Hi Jukka,
Wow, this is a huge table. How much memory do you have on your JVM ?
Indeed, PostGISDataSource already uses batches for bulk uploads (which
explains why you get your
data into your database) but not for queries. Uploads are immediately
followed by a new query (to
get the database feature id). That's where you get the OOM Exception.
(in StackTrace you can see reloadDataFromDataStore, then executeQuery)
At the end of the loading phase, I think we can have as much 3 datasets :
- the old FeatureCollection
- the new FeatureCollection nearly completed (if we remove the old
collection before getting the new one, we take the risk to loose all)
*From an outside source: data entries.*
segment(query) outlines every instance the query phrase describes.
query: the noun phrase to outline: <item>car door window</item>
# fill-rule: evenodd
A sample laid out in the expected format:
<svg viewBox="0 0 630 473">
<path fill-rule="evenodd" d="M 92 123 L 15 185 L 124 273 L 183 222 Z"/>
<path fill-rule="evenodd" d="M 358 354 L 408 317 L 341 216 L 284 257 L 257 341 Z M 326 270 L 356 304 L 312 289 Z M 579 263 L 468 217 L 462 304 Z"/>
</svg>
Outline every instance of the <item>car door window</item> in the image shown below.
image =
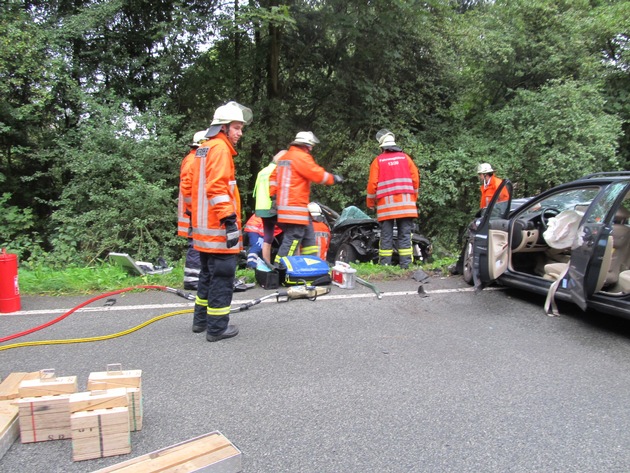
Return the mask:
<svg viewBox="0 0 630 473">
<path fill-rule="evenodd" d="M 587 216 L 586 223 L 602 223 L 606 218 L 606 214 L 610 211 L 619 195 L 626 190 L 626 182 L 616 182 L 612 184 L 606 193 L 593 205 Z"/>
</svg>

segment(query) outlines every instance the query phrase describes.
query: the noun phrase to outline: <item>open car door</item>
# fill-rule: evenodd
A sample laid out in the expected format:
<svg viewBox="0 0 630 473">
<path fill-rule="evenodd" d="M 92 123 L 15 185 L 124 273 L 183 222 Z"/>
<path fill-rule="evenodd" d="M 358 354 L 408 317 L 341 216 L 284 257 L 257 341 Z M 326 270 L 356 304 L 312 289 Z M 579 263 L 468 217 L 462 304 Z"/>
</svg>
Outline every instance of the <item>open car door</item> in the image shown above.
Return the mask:
<svg viewBox="0 0 630 473">
<path fill-rule="evenodd" d="M 559 284 L 586 310 L 587 298 L 607 283 L 613 260 L 615 216 L 628 193 L 626 183 L 611 185 L 590 205 L 578 228 L 579 245 L 571 250 L 568 278 Z"/>
<path fill-rule="evenodd" d="M 499 201 L 504 188 L 508 192 L 508 200 Z M 476 290 L 483 289 L 508 267 L 510 248 L 508 214 L 511 202 L 512 183 L 509 179 L 504 179 L 486 207 L 475 233 L 473 281 Z"/>
</svg>

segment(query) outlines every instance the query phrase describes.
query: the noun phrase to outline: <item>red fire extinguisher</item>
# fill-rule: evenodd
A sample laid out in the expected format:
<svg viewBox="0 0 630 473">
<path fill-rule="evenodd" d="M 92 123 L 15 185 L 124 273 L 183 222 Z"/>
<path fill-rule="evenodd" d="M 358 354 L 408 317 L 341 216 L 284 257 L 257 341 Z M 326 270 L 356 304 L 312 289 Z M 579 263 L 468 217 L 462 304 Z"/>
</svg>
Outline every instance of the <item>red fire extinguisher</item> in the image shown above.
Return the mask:
<svg viewBox="0 0 630 473">
<path fill-rule="evenodd" d="M 2 248 L 0 253 L 0 312 L 20 310 L 20 287 L 18 286 L 17 255 L 7 253 Z"/>
</svg>

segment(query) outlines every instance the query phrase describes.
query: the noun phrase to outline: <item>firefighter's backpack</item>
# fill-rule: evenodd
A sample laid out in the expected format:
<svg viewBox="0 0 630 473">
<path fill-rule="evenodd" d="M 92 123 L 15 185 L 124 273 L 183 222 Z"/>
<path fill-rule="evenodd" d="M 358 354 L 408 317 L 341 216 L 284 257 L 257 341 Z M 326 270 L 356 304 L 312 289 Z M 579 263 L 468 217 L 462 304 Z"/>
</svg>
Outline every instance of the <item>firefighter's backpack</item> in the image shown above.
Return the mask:
<svg viewBox="0 0 630 473">
<path fill-rule="evenodd" d="M 324 286 L 331 283 L 328 263 L 315 255 L 283 256 L 280 265 L 287 268 L 283 286 L 308 284 Z"/>
</svg>

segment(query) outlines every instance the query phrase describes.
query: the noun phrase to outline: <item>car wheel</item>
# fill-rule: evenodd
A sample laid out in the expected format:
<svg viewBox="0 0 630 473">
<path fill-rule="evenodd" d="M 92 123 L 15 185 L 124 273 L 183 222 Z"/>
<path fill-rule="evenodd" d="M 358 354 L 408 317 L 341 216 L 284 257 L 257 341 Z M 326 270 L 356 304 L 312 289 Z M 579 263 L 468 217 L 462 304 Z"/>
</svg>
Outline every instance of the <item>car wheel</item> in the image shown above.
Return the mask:
<svg viewBox="0 0 630 473">
<path fill-rule="evenodd" d="M 472 241 L 466 242 L 466 250 L 464 251 L 464 269 L 462 275 L 466 284 L 473 285 L 473 244 Z"/>
<path fill-rule="evenodd" d="M 337 250 L 335 261 L 341 261 L 343 263 L 352 263 L 357 260 L 357 250 L 354 249 L 349 243 L 342 244 Z"/>
</svg>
- the raw ResultSet from the database which is not yet entirely
converted to the new FeatureCollection
I think the only place where we can save a bit of memory by using
batches (as you suggested) is in the transformation
from ResutSet to the new FeatureCollection (but we still will have to
handle more than two times the dataset size).
Michaël
Le 03/11/2016 à 17:05, Rahkonen Jukka (MML) a écrit :
Hi,
I tried to write a large layer with 91 million vertices into PostGIS
with the Save to PostGIS (new) driver. It took a few hours and ended
with Out of memory error:
java.lang.OutOfMemoryError: Java heap space
at com.vividsolutions.jts.io.WKBReader.hexToBytes(WKBReader.java:70)
at
com.vividsolutions.jump.datastore.spatialdatabases.SpatialDatabasesValueConverterFactory$WKBGeometryValueConverter.getValue(SpatialDatabasesValueConverterFactory.java:96)
at
com.vividsolutions.jump.datastore.spatialdatabases.SpatialDatabasesResultSetConverter.getFeature(SpatialDatabasesResultSetConverter.java:52)
at
com.vividsolutions.jump.datastore.spatialdatabases.SpatialDatabasesFeatureInputStream.getFeature(SpatialDatabasesFeatureInputStream.java:99)
at
com.vividsolutions.jump.datastore.spatialdatabases.SpatialDatabasesFeatureInputStream.readNext(SpatialDatabasesFeatureInputStream.java:95)
at
com.vividsolutions.jump.io.BaseFeatureInputStream.hasNext(BaseFeatureInputStream.java:31)
at
org.openjump.core.ui.plugin.datastore.postgis2.PostGISDataStoreDataSource.createFeatureCollection(PostGISDataStoreDataSource.java:93)
at
org.openjump.core.ui.plugin.datastore.WritableDataStoreDataSource.access$000(WritableDataStoreDataSource.java:38)
at
org.openjump.core.ui.plugin.datastore.WritableDataStoreDataSource$1.executeQuery(WritableDataStoreDataSource.java:160)
at
org.openjump.core.ui.plugin.datastore.WritableDataStoreDataSource$1.executeQuery(WritableDataStoreDataSource.java:171)
at
org.openjump.core.ui.plugin.datastore.WritableDataStoreDataSource.reloadDataFromDataStore(WritableDataStoreDataSource.java:543)
at
org.openjump.core.ui.plugin.datastore.WritableDataStoreDataSource.access$500(WritableDataStoreDataSource.java:38)
at
org.openjump.core.ui.plugin.datastore.WritableDataStoreDataSource$1.executeUpdate(WritableDataStoreDataSource.java:228)
at
com.vividsolutions.jump.workbench.datasource.AbstractSaveDatasetAsPlugIn.run(AbstractSaveDatasetAsPlugIn.java:28)
at
com.vividsolutions.jump.workbench.ui.task.TaskMonitorManager$TaskWrapper.run(TaskMonitorManager.java:152)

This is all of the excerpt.